Stefano (Ferdy Roberts) is a fisherman following in his family's footsteps; the only difference being that whereas fish used to be the main catch, he now has to ferry emigrants across the Mediterranean, often in large numbers. The task is a hazardous one, not only for Stefano himself but for the emigrants, who are prepared to risk life and limb in the hope of finding a better life in Europe. The experience often proves harrowing for Stefano, especially when he has to negotiate a path through shoals of corpses.
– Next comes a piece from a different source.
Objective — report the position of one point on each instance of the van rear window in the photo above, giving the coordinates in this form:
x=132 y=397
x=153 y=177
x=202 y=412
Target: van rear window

Denise (Louise Mai Newberry) is trying to finish her university course while working as a collector of payday loans. She knows all the tricks people use to evade payment, but even she is shocked by the hardships experienced by recently-arrived immigrants to Britain who are not only ostracized by their host community but treated as pariahs by government offices, hospitals and civil servants alike. Outwardly an aggressive character who purports to have "seen it all," Denise undergoes something of a change of heart as she acts on behalf of one particular immigrant suffering from a crippling illness.

Lampedusa lifts the lid on the true consequences of the recent mass emigrations. It exposes the hollowness behind the politicians' rhetoric, proving beyond doubt their inability to understand ordinary peoples' lives. By focusing on immediate day-to-day experiences, director Steven Atkinson shows how even the most well-intentioned individuals can be frustrated in their efforts: the consequences caused by mass emigrations seem impossible to deal with. The only way to deal with them is for politicians, government agencies and individuals in all European countries to formulate a concerted and collaborative strategy. In light of the comments pronounced by hotheads such as UKIP and other far-right groups, the prospect of this happening seems sadly remote.